Das ist tatsächlich unklar. In Wisconsin mussten sich die Wähler vergangene Woche inmitten der Pandemie in einige wenige geöffnete Wahllokale drängen, um ihre Stimme abzugeben – ein erhebliches Gesundheitsrisiko, das im Herbst vermieden werden soll. Die Verantwortung für die Durchführung der Wahl liegt aber bei den Bundesstaaten. Diese sind in den vergangenen Jahren vermehrt dazu übergegangen, die Briefwahl zu erlauben. Fünf Bundesstaaten schicken ihren registrierten Wählern inzwischen die Unterlagen zur brieflichen Stimmabgabe automatisch zu. Anderswo müssen die Wähler diese Unterlagen anfordern, zum Teil mit einer Begründung, warum sie am Wahltag nicht persönlich im Wahllokal erscheinen können. Das ist mancherorts eine Formsache, mancherorts aber sehr schwierig. In Alabama zum Beispiel wählten bei der letzten Wahl nur gerade 55’000 von 1,7 Millionen Bürgern auf diese Weise.
Warum stellen nicht einfach alle Bundesstaaten auf die Briefwahl um?
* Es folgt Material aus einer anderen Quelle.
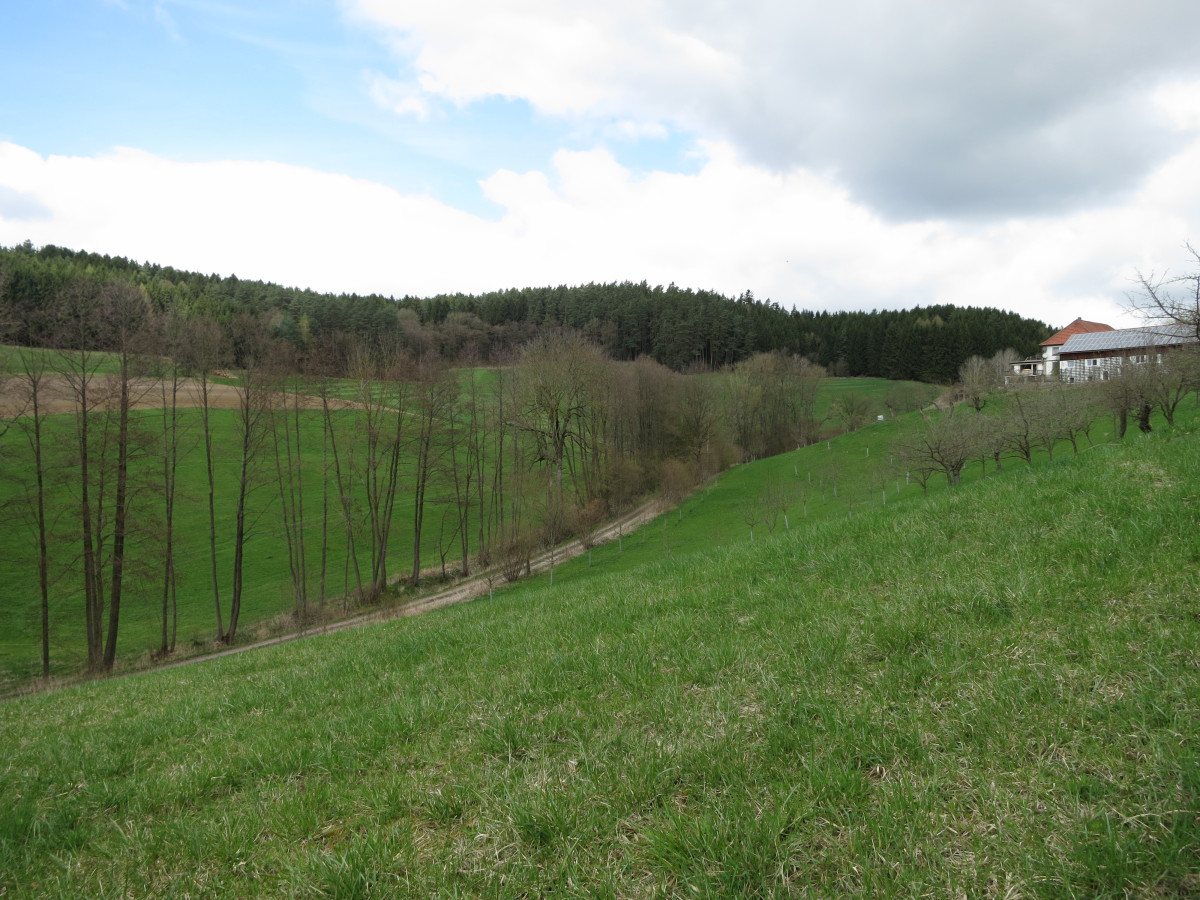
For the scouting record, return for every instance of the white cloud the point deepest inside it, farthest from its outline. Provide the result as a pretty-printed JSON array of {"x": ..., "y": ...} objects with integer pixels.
[
  {"x": 397, "y": 96},
  {"x": 731, "y": 226},
  {"x": 919, "y": 107},
  {"x": 1180, "y": 103}
]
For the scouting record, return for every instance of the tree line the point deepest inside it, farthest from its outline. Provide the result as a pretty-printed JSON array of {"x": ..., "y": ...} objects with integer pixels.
[{"x": 679, "y": 328}]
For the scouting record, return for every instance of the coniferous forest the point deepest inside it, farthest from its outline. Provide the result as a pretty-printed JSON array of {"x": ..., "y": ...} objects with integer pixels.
[{"x": 678, "y": 328}]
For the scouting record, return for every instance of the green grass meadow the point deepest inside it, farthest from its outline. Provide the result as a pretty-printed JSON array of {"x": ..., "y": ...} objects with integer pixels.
[
  {"x": 268, "y": 585},
  {"x": 988, "y": 693}
]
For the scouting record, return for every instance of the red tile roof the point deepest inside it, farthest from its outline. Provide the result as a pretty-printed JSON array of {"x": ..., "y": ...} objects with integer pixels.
[{"x": 1077, "y": 328}]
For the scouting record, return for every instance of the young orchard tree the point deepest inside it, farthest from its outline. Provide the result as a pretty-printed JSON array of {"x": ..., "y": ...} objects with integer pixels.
[
  {"x": 946, "y": 444},
  {"x": 557, "y": 378},
  {"x": 1171, "y": 298}
]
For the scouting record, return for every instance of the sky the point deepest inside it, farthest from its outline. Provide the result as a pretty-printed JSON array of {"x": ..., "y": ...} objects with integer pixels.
[{"x": 1033, "y": 155}]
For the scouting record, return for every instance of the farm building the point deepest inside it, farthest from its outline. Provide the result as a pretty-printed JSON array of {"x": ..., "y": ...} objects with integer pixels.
[
  {"x": 1098, "y": 355},
  {"x": 1048, "y": 363}
]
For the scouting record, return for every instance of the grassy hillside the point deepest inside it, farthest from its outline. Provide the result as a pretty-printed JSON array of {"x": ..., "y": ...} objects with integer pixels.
[
  {"x": 989, "y": 693},
  {"x": 268, "y": 580}
]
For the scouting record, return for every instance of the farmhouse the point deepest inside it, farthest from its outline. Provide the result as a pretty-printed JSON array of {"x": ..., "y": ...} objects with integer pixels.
[
  {"x": 1097, "y": 355},
  {"x": 1048, "y": 363}
]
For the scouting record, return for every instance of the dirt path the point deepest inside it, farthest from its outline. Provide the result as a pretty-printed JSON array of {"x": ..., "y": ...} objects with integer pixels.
[{"x": 459, "y": 593}]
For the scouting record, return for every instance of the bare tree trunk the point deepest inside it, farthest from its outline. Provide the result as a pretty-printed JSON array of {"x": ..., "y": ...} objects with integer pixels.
[
  {"x": 33, "y": 373},
  {"x": 213, "y": 504}
]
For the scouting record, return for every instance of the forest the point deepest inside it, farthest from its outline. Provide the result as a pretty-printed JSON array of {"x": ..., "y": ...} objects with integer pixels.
[{"x": 679, "y": 328}]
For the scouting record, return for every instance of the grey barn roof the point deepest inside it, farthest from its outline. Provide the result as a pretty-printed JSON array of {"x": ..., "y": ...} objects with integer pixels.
[{"x": 1128, "y": 339}]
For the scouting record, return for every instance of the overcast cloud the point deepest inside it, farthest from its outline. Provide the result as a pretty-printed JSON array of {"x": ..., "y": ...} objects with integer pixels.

Darauf drängen die Demokraten. Viele Republikaner stehen einer Umstellung auf die Briefwahl jedoch schon lange skeptisch gegenüber – so, wie sie sich auch sonst regelmässig gegen eine Senkung der Hürden für die Wahlteilnahme einsetzen. Sie behaupten, dass eine Briefwahl zu vermehrtem Wahlbetrug führen werde.
Stimmt das?
Dafür gibt es keine Belege. Trotzdem behauptete Trump kürzlich, dass bei einer landesweiten Einführung der Briefwahl «nie mehr ein Republikaner gewählt würde». Auch einige Bürgerrechtsorganisationen kritisieren allerdings, dass Amerikaner ohne fixe Wohnadresse von einer reinen Briefwahl benachteiligt wären – Bewohner von indianischen Reservaten etwa. Die Umstellung auf eine flächendeckende Briefwahl ist zudem für viele Bundesstaaten mit einem grossen finanziellen und logistischen Aufwand verbunden. Selbst wenn der politische Wille da ist: Für die Umstellung bleibt nicht mehr viel Zeit.